Pulmoner emboli kendine has belirtisi olmadığı, görülen belirtiler diğer akciğer hastalıklarında da olabileceği için tanısı gecikebilen bir hastalıktır. O nedenle pulmoner emboli teşhisinde en önemli adım, risk faktörü taşıyan kişilerde embolide görülen belirtiler ortaya çıkarsa hastalıktan şüphe edilmesi ve hastanın biran önce incelemeye alınmasıdır. Uzman bir hekim tarafından alınan hastalık öyküsü ve detaylı fizik muayene sonrası bazı ek görüntüleme ve laboratuvar tetkiklerine başvurulması gerekir. Bunlar arasında ilk yapılması gereken incelemeler; kandaki pıhtılaşmanın tespit edilmesi adına d-dimer testi, akciğerdeki sorunun değerlendirilmesi adına akciğer röntgeni ve ilaçlı akciğer tomografisi ve bacak damarında pıhtının kaynağını tesbit etmek üzere venöz doppler ultrasonografisidir. Tomografi çekilemeyen hastalarda diğer yöntemler; akciğer ventilasyon perfüzyon görüntüleme, elektrokardiyografi (EKG), ekokardiyografi, pulmoner anjiografi ve venografidir. Tüm bu incelemeler ışığında elde edilen verilerin değerlendirilmesi sonrası pulmoner emboli tanısı konulabilir.

 

PULMONER EMBOLİ TEDAVİSİ NASIL YAPILIR?

Pulmoner emboli tedavisi, hastada gelişen klinik durumun ciddiyeti ve hastalığın şiddetine göre belirlenir. Pıhtı gelişimini önleyici ya da oluşan pıhtıyı ortadan kaldırmaya yönelik tedaviler uygulanır. Ağır olgularda yoğun bakım tedavisi gerekebilir. Uygulanan ilaç tedavileri uzun sürelidir. Genellikle 3-6 ay tedavi sonrası kontrol tomografi çekilerek hasta yeniden değerlendirilir. Tedavinin kesilip kesilmeyeceğine, mevcut hastalık durumu ve risk faktörlerinin ortadan kalkıp kalkmadığına göre karar verilir. Bazı durumlarda ömür boyu pıhtı önleyici (kan sulandırıcı) ilaç kullanımı gerekebilir.

 

PULMONER EMBOLİDEN KORUNMAK MÜMKÜN MÜDÜR?

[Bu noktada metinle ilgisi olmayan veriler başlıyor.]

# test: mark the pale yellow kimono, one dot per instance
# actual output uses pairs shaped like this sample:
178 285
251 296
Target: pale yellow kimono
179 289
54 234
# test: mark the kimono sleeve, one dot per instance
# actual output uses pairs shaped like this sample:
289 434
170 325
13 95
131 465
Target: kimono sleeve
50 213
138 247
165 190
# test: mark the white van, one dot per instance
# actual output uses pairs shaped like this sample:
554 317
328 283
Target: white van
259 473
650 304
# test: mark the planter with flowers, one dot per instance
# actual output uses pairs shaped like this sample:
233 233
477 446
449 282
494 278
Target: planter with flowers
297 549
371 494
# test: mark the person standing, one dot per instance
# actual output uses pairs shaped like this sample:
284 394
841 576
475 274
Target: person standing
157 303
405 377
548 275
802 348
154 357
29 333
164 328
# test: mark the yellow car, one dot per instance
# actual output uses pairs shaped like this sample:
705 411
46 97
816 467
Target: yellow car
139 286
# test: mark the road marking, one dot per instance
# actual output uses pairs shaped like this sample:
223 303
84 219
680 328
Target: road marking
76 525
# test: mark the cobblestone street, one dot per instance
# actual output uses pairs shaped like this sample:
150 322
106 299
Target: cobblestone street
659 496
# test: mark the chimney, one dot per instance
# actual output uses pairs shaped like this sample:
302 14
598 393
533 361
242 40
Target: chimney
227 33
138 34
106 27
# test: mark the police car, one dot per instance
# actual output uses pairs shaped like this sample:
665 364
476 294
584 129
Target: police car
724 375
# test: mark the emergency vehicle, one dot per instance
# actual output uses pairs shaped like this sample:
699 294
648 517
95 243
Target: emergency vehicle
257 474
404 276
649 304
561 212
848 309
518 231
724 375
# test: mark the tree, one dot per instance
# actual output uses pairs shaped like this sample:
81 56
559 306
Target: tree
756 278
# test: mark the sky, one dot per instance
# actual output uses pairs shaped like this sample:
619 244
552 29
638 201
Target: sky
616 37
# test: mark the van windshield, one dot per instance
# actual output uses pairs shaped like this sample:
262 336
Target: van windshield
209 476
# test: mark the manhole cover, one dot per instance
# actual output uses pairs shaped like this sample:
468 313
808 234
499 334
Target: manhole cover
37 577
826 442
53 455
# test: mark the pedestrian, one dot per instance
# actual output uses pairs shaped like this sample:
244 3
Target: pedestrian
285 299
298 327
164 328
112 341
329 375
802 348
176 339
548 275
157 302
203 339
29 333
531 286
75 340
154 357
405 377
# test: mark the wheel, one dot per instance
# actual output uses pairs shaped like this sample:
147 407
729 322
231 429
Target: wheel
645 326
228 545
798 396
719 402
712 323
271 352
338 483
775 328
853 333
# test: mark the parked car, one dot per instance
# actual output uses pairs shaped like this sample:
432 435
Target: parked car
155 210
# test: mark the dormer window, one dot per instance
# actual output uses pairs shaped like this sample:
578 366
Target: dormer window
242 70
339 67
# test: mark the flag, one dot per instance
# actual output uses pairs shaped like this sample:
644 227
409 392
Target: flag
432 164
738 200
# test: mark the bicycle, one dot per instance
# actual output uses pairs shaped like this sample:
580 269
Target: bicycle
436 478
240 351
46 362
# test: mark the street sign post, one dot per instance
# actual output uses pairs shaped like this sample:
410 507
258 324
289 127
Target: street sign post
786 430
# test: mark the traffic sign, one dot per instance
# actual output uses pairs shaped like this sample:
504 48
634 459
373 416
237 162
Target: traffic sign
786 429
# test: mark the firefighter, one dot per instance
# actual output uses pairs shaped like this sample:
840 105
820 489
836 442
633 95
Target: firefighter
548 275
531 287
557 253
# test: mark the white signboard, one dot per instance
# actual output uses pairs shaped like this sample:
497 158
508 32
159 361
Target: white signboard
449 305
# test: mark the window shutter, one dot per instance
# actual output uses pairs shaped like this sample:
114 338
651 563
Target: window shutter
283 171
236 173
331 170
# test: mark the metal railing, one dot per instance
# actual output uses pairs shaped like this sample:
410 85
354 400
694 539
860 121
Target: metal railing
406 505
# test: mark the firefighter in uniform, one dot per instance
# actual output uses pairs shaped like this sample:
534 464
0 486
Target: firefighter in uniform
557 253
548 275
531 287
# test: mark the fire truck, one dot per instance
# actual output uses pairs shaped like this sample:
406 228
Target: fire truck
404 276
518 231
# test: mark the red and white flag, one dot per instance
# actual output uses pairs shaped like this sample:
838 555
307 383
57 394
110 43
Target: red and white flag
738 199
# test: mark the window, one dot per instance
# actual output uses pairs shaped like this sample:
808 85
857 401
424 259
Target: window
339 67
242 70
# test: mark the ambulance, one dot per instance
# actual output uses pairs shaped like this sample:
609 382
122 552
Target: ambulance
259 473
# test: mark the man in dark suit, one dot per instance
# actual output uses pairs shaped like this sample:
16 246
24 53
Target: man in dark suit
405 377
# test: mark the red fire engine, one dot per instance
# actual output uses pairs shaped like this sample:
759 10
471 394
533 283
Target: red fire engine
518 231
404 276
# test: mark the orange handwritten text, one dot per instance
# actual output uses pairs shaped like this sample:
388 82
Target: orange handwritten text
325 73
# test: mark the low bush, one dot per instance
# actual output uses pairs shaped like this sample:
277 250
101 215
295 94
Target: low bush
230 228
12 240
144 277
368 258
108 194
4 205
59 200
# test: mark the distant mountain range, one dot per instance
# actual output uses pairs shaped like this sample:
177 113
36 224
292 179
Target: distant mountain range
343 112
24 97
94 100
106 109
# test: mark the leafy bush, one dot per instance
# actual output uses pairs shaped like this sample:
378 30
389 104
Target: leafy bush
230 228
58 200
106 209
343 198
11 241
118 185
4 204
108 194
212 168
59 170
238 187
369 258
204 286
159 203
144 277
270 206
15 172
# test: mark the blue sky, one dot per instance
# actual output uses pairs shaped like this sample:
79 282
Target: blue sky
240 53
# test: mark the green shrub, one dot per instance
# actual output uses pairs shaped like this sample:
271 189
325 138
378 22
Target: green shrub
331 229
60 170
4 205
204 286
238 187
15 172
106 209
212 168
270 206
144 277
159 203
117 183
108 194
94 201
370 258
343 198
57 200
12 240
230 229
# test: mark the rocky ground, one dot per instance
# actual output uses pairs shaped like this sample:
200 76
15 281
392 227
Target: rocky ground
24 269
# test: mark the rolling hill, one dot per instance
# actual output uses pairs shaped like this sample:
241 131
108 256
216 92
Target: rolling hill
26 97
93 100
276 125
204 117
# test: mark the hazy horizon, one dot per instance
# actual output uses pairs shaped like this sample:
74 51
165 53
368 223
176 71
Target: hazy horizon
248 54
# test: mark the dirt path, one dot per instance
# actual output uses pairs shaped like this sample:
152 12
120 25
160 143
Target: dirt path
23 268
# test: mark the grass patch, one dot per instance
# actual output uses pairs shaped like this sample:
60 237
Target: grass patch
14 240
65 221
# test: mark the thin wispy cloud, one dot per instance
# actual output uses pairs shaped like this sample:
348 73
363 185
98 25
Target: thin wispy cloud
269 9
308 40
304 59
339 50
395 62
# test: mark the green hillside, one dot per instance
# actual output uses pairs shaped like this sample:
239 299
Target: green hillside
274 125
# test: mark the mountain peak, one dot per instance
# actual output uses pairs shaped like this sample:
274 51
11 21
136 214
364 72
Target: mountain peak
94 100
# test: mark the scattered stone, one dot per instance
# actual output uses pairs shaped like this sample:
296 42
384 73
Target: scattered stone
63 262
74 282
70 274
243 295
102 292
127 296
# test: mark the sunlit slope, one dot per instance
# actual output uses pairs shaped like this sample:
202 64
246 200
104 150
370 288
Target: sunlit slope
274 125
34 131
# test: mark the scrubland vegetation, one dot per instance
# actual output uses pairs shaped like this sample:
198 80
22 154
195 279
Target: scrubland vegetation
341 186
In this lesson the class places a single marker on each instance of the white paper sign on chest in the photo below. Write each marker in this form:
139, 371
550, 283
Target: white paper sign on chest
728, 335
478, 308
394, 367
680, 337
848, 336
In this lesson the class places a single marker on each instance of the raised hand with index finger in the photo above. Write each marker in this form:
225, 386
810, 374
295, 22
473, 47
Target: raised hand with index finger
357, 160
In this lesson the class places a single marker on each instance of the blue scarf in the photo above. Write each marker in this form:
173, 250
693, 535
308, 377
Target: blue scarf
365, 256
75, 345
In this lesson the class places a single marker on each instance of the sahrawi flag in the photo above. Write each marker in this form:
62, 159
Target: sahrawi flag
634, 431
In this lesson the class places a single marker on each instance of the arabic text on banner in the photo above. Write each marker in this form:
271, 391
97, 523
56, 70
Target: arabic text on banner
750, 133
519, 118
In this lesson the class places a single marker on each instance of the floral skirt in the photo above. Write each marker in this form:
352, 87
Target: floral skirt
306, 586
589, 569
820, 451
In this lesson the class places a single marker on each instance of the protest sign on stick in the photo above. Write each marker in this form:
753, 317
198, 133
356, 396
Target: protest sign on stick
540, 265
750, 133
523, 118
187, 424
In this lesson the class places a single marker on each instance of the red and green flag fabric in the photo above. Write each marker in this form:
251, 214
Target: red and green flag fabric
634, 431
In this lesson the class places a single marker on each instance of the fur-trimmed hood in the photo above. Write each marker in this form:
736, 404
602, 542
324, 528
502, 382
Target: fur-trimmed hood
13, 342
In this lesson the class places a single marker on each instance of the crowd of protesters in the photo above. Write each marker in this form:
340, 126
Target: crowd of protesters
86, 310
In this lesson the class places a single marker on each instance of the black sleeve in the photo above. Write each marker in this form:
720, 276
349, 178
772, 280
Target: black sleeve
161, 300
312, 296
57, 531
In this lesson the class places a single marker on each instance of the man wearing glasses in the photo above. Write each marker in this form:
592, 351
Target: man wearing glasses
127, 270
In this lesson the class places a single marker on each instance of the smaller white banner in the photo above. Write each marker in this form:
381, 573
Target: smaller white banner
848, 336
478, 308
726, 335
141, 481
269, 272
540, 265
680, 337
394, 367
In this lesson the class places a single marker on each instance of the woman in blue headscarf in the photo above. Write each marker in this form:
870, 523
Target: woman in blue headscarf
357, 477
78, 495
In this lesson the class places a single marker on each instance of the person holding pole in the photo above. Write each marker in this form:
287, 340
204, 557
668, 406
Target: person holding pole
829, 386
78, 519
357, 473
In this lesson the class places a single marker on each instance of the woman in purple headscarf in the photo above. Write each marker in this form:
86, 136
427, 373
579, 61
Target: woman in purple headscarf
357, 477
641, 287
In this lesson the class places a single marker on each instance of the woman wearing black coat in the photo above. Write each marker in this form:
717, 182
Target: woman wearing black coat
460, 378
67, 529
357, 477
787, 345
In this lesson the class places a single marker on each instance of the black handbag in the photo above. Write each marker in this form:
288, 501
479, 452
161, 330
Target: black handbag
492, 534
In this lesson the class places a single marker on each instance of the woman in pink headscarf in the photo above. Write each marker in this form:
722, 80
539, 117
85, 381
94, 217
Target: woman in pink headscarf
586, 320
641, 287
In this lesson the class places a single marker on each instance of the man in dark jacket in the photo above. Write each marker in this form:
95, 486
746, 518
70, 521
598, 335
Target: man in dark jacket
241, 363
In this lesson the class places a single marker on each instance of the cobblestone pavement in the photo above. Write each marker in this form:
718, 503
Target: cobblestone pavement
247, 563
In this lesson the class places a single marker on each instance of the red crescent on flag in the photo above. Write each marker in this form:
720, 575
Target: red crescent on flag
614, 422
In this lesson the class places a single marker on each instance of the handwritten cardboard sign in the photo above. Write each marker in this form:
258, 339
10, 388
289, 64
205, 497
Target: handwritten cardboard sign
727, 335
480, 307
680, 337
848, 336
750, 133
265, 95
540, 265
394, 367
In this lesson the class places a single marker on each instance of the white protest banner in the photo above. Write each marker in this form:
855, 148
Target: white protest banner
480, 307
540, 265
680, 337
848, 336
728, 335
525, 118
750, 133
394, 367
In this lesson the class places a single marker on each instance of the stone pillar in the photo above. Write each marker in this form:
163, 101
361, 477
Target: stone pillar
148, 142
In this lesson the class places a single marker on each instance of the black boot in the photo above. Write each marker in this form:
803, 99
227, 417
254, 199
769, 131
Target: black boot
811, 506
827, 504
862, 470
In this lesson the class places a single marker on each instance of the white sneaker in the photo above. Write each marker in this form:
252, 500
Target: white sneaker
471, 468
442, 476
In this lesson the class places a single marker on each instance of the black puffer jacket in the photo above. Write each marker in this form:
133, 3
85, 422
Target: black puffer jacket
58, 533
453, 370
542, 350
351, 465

Risk faktörü olan kişilerde alınacak bazı önlemler ile pulmoner emboliden korunmak mümkündür. İdeal vücut kilosuna gelinmesi, egzersiz yapılması, uzun seyahatlerde bol sıvı tüketimi ve bacak egzersizleri, sigara kullanılmaması, hormon tedavilerinin doktor kontrolünde kullanılması, yüksek riskli kişilerde koruyucu (kan sulandırıcı) ilaç tedavisi, varis çorabı kullanımı bu önlemler arasındadır.